The six hectares or so of land located at 4700 Blackcomb Way (bordering Fitzsimmons Creek) will remain as a conservation zone, Neeser added, whether by covenant or another mechanism.
As for the rezoning itself, Resort Municipality of Whistler (RMOW) staff is planning to engage council and the public “early and often” throughout a three-phase process: establish planning and development principles; identify and evaluate alternative concepts that address potential site development and associated community amenities; and determine supported uses and community amenities (with direction from council) prior to the development of the actual zoning bylaw.
Community engagement opportunities are planned at “key points in the process,” as well as regular updates to council and consultation with community stakeholders (including the Squamish and Lil’wat First Nations).

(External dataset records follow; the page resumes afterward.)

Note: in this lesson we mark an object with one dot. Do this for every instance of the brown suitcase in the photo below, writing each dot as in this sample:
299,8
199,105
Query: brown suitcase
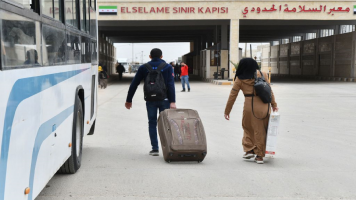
182,135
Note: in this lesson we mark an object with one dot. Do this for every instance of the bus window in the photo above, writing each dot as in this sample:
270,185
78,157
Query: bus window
71,12
52,8
87,16
20,41
94,53
93,4
73,49
86,53
58,10
26,4
47,7
53,47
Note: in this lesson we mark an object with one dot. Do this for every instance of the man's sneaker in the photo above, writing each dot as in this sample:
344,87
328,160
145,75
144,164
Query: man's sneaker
154,153
249,155
259,160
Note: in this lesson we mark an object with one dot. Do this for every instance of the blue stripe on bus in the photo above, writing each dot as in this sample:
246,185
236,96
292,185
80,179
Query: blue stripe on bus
44,131
21,90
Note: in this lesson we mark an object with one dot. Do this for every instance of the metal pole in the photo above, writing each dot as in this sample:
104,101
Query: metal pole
251,50
142,57
132,53
217,50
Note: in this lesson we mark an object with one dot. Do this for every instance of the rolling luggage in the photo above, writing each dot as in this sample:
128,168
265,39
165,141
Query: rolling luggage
182,135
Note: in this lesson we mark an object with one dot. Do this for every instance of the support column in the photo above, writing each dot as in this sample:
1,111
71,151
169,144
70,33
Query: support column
224,43
192,46
234,45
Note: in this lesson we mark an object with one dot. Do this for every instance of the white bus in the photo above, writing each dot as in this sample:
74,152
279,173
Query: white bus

Following that, the standard rezoning process would apply, including a public hearing.
The entire rezoning is targeted for completion in September 2022.
“The missing piece of the puzzle is going to get filled in,” said Councillor Cathy Jewett, after a lengthy and informative presentation on the site and its history, as well as Whistler Village’s development.

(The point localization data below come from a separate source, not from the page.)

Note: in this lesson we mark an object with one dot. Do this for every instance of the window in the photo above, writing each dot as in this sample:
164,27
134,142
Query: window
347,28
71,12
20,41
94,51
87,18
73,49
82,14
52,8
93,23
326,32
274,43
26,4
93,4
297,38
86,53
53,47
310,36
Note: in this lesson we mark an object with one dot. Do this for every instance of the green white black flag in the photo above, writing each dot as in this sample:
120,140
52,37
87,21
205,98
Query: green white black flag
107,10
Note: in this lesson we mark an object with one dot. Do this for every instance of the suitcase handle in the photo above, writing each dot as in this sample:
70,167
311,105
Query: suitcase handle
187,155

“It’s pretty exciting, and I really like the idea of community engagement that we’re talking about, and I hope that everyone starts to think about what is going to go in that hole.”
In a related March 16 agenda item, Whistler council also gave first three readings to an amendment to its Land Use Procedures and Fees bylaw to create a new category for large and complex development applications that require more RMOW resources.
The “complex site rezoning” definition will apply to parcels of at least 45,000 square metres and for which the proposed rezoning requires an amenity zoning or phased development agreement.
A complex site rezoning will come with a minimum fee of $150,000 for the first 10,000 square metres of site area, plus $350 per additional 100 square metres, to a maximum of $750,000.
Though council’s support was unanimous, Coun. Duane Jackson raised concerns over the parameters of the new definition, pointing out it could lead to affordability issues for future large sites like the Cheakamus Crossing lower lands.
“This concerns me just a little bit,” Jackson said. “[But] I guess council could always modify the policy if we bump into something that we didn’t consider in the future.”